The pair that Mbaruku and M'Umbha "Faizah" Uhura welcomed into their home appeared gaunt, drained, tired. Other than a couple glasses of water, they wanted nothing other than sleep. Their daughter, Nyota, was simply exhausted. Her companion—boyfriend—tried to maintain a neutral demeanor, but even he could not hide how much the events of the past six weeks had sapped the last of his reserves. Faizah—thin and lithe like her daughter—quickly escorted them to their rooms while Mbaruku closed down the house for the night.

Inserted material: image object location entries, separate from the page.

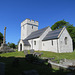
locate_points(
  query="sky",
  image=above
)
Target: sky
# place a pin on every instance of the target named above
(46, 12)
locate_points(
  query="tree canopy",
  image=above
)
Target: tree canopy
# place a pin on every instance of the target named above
(70, 29)
(11, 45)
(1, 38)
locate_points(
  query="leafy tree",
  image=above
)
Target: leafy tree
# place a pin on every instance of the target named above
(70, 28)
(1, 38)
(60, 24)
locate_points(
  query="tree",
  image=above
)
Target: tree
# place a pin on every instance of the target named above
(1, 38)
(11, 45)
(70, 29)
(60, 24)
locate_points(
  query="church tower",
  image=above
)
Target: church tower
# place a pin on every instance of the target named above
(27, 27)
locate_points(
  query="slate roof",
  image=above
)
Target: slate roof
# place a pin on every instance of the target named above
(52, 35)
(36, 34)
(26, 43)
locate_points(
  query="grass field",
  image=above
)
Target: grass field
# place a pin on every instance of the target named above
(42, 69)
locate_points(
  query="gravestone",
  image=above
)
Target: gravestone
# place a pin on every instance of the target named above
(2, 68)
(25, 52)
(4, 48)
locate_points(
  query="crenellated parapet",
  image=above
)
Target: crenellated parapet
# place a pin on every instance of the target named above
(28, 21)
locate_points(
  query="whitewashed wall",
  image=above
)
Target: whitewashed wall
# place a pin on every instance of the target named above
(47, 45)
(62, 47)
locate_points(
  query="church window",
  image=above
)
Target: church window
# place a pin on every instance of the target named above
(32, 27)
(65, 40)
(34, 42)
(52, 42)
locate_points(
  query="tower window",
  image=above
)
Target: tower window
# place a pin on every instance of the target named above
(65, 40)
(52, 42)
(34, 42)
(32, 27)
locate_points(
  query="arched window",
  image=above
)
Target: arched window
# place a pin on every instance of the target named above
(65, 40)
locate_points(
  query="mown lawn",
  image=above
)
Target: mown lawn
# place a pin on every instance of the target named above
(45, 54)
(42, 69)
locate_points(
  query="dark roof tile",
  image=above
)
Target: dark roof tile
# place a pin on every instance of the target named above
(52, 34)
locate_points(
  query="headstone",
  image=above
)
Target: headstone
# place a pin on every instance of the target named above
(31, 51)
(25, 52)
(4, 48)
(2, 68)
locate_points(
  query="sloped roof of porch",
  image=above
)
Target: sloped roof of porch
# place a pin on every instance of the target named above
(52, 35)
(36, 34)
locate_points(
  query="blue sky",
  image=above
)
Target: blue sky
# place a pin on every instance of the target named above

Two weeks ago, her daughter's revelation had shocked Faizah. "Boyfriend? Nyota, is that what are you saying?"

"That is the closest term in English," Nyota replied, carefully controlling her reaction, deliberately avoiding her mother's real questions.

Nyota knew her mother well, as the elder woman examined her daughter's expression—especially the eyes—on the comm screen. "Do you two know what you are doing? Does Spock know what he is doing? I know that you are both adults, but I…I am having a difficult time wrapping my head around this." Her daughter was intelligent, driven, beautiful, but perhaps she was a bit naïve and idealistic. She was young.

"Do you object?"

Faizah caught notes of hurt and disappointment in her daughter's voice despite the control of her facial features. Faizah also caught a resoluteness in Nyota's clipped word choices.

Faizah thought about the one time that she and Mbaruku had met the tall, slim Vulcan after the Starfleet Academy graduation ceremony. Nyota had introduced Spock to them, but she introduced him as "Commander." Now Faizah sorted through the memory with a new filter, but in the excitement and activity of the day, she could not recall the details that, had Nyota introduced Spock as boyfriend, Faizah would have otherwise sought and retained. Many more details.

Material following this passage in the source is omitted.